= George Wade (musician) =

Canadian musician (1895–1975)

George Wade and his Cornhuskers were a popular Canadian country band during the 1920s and 1930s. They specialized in traditional folk music with a Western or cowboy influence, focusing on fiddle tunes and reels. The band was renowned for their lively performances of square dancing, reels, waltzes, and medleys, as well as pure country material. Their music was heavily influenced by traditional Canadian and American music and often played for country crowds. The group used traditional instruments such as the fiddle, accordion, and banjo and was one of the most famous country groups in Canada during their time.

George Wade was born around 1895 in Manitoba, Canada, and led the Cornhuskers from their base in Toronto, Ontario. In the mid-1920s, Wade, as a square dance caller, became a prominent figure in the Canadian music scene and performed for dances in Ontario and Quebec. In 1928, the band started broadcasting on CFRB, Toronto, and in 1933 they became the first of their kind to perform on the Canadian Radio Broadcasting Commission (CRBC).
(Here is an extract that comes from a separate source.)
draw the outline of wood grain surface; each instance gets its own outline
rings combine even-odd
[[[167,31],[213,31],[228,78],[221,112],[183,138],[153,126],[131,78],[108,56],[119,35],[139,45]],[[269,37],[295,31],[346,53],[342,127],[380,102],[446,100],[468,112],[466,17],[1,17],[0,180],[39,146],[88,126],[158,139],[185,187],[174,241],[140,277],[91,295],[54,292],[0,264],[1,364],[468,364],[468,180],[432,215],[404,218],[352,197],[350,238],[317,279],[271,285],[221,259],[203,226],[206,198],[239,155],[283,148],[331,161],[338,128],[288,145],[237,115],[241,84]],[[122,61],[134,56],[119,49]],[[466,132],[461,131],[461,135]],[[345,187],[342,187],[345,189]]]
Wade and his ensemble were heard regularly on the CRBC (where by the end of their first ten shows, 6,000 fan letters had come in for George Wade and his Cornhuskers), and later on CBC Radio until the late 1930s. Along with their success on the airwaves, the Cornhuskers were famous for their live performances. They toured extensively throughout Canada, including the Maritimes in 1933 and Western Canada in the mid-1930s. Their repertoire consisted of quadrilles, reels, jigs, and medleys of Scottish and Irish tunes, as well as pure country material. The band was renowned for its large size, which ranged from four to fifteen members, and included fiddlers, pianists, banjo players, guitarists, and bassists. Among their members were some of Canada's most talented musicians, including Quebec fiddler Jean Carignan and pianist Johnny Burt.

In 1933, the Cornhuskers recorded over a dozen 78 RPM records for RCA Victor Company. These records typically featured a small group consisting of two or three fiddles, banjo, piano, harmonica, and sometimes a singer credited as 'Pete, the Mountain Boy.' Although the band's personnel changed frequently, their sound remained consistent, blending elements of jazz and country to create a unique style that was all their own.

When World War II began, the Cornhuskers' recording career came to an end, and they disbanded. Wade died in Toronto on January 23, 1975.